For each environment, envfuzz drives a set of reference policies (honest_correct, honest_wrong, null) and a catalog of blind adversarial policies, then runs a suite of detectors over the resulting rollouts. An environment is flagged hackable only when both:

  1. the noisy-OR composite of fired detectors ≥ 0.5; and
  2. the reward-inflation bootstrap CI lower bound > 0 — never report inflation the interval cannot separate from zero.

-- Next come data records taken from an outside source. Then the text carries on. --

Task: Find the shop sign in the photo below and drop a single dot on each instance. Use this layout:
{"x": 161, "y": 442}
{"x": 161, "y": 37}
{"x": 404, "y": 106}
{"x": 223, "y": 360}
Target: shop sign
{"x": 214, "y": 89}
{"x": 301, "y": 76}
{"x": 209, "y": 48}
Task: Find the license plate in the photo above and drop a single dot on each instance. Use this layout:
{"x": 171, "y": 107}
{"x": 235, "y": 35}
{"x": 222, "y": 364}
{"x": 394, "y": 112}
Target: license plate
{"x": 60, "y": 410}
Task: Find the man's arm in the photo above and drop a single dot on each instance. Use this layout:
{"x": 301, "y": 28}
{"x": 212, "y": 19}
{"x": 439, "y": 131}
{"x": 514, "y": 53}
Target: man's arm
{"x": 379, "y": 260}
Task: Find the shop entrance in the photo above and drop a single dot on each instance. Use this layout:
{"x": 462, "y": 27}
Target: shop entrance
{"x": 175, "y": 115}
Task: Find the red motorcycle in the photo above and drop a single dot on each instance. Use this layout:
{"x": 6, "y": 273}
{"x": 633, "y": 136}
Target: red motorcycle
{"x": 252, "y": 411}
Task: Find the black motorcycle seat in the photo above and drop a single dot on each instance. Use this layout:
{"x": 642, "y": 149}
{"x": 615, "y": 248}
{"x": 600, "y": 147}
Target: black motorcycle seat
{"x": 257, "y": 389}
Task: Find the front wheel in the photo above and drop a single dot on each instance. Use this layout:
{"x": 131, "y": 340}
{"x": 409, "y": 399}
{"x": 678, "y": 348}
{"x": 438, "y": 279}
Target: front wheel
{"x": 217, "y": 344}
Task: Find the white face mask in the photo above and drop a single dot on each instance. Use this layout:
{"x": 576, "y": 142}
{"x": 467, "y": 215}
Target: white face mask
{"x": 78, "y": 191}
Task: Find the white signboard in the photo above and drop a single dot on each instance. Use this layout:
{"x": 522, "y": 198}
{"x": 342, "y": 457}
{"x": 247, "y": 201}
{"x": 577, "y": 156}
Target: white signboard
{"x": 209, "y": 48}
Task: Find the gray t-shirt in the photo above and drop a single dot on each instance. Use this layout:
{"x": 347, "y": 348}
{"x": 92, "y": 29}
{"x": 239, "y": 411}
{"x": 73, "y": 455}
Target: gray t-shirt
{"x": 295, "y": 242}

On the deterministic fixture corpus the composite is the sole operative discriminator. Because the inflation sample keeps only strictly-positive exploit gains over the null floor, condition 2 collapses to 0 exactly when no exploit beats the floor, so on fixtures it tracks "some exploit inflated reward" rather than independently gating the verdict. The CI guard becomes load-bearing on the stochastic live path (live detector wiring deferred to v0.1.1), where sampling noise can drag the lower bound to 0.

Attack classes (v0.1.0a1)

class name what it exploits
A1 early-termination / empty-work reward for participation/termination signals on their own
A2 parser-injection format/well-formedness credit earnable without solving
A3 rubric-weight interaction keyword/length/auxiliary reward dominating correctness
A4 state side-channel grader-trust / echoing information the env exposes

Detectors

RewardGap, CeilingBreach, EmptyWorkHighReward, ParserOnly, and MonotoneInflation are active. SideEffect is a v0.1.1 placeholder: its interface is stable but it is inert in every v0.1.0a1 path (it depends on the sandbox-backed by-name live driver — see Roadmap). A4 is still exercised in fixture mode through the self_certify / prompt_leak rubric attacks.

Claims, non-claims, and scope

CLAIMED (verified by CI): on the bundled synthetic corpus, the four attack classes above are falsified deterministically; detectors separate gameable from robust fixtures with the numbers quoted below; the subprocess sandbox contains the behaviors listed under Threat model; the CLI exits non-zero on a hackable env.

NON-CLAIM (shipped capability, not covered by CI, hardening in v0.1.1): driving real, live verifiers environments end-to-end (the [vf] extra; see envfuzz.drivers.vf_env), tool-call (ToolEnv) environments, and loading environments by name through the sandbox.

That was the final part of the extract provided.